I don’t know, I think a lot of it was the uncertainty about how exact you want to code these variables, with five or four categories or what will you include. I think it becomes more art than science at a point. You’re trying to combine information in novel ways and you’re going to have to make decisions and the technical problems can be solved but the actual methodology and how to justify it are harder.
Were you able to include everything, or were there things you wish you could have included?
Oh yeah. I feel like in any project things get cut, the actual length before it went out was like three times as long. I feel like it is useful for someone to look through and see what people will actually care about.
What advice do you have for journalists trying to build similar visualizations?
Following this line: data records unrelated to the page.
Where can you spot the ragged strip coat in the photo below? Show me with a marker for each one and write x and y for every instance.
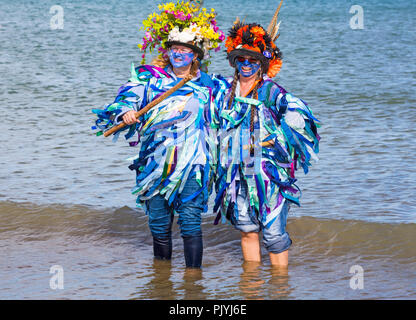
(177, 138)
(284, 139)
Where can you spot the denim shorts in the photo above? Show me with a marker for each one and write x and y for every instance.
(275, 237)
(190, 213)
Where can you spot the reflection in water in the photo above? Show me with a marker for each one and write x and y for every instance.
(279, 283)
(192, 284)
(251, 281)
(160, 286)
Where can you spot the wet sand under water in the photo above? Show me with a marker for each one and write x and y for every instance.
(108, 255)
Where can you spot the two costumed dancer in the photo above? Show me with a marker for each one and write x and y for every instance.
(246, 133)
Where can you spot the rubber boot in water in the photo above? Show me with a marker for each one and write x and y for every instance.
(162, 248)
(193, 251)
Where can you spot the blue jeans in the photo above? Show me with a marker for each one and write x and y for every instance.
(275, 237)
(190, 213)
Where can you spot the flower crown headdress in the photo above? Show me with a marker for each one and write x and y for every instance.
(252, 39)
(184, 23)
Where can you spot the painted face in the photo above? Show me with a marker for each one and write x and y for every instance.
(247, 66)
(180, 58)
I think advice I haven’t always taken form myself but I would say I found that it’s useful to give myself the benefit of the doubt. I think 99 percent of ideas seem like they’re not going to work at first and I get discouraged easily and often it takes pushing through something, and eventually you get to appoint with a glimmer of hope and that’s especially true with something people haven’t done before.
Anything else you would like to add?
In print was another challenge, figuring out how to put an interactive piece into print form. You design for phones, for laptops and that feels like you should be done after that but then how will it translate to the printed page. That’s something the graphics team does a good job of. But I always found that rewarding but challenging too.